In 1921, at the age of only 7 years old, Jeanne was alive when in May, the Emergency Quota Act - or Emergency Immigration Act - was passed. The law restricted the number of immigrants to 357,000 per year. It also established an immigration quota in which only 3 per cent of the total population of any ethnic group already in the USA in 1910, could be admitted to America after 1921. Although the Act was supposed to be temporary, it stayed in effect until 1965.

In 1930, at the age of 16 years old, Jeanne was alive when on August 6th, N.Y. Supreme Court Judge Joseph Crater went through papers in his office, destroyed some of them, withdrew all his money from the bank - $5,150, sold his stock, met friends at a restaurant for dinner and disappeared after getting into a taxi (or walking down the street - his friends' testimony later changed). His disappearance was reported to the police on September 3rd - almost a month later. His wife didn't know what happened, his fellow Justices had no idea, and his mistresses (he had several) said that they didn't know. While his disappearance was front page news, his fate was never discovered and after 40 years the case was closed, still without knowing if Crater was dead or alive.

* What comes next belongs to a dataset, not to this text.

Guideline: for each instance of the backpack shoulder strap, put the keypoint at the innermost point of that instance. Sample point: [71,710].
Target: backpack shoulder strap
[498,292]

In 1942, at the age of 28 years old, Jeanne was alive when on February 19th, President Roosevelt signed Executive Order 9066. This authorized the Secretary of War to "prescribe certain areas as military zones." On March 21st, he signed Public Law 503 which was approved after an hour discussion in the Senate and 30 minutes in the House. The Law provided for enforcement of his Executive Order. This cleared the way for approximately 120,000 men, women, and children of Japanese ancestry to be evicted from the West Coast and to be held in concentration camps and other confinement sites across the country. In Hawaii, a few thousand were detained. German and Italian Americans in the U.S. were also confined.

In 1984, in the year of Jeanne Kirnig's passing, due to outrage about "Indiana Jones and the Temple of Doom" (it seemed too "dark" to many and it was rated PG), a new rating was devised - PG-13. The first film rated PG-13 was "Red Dawn".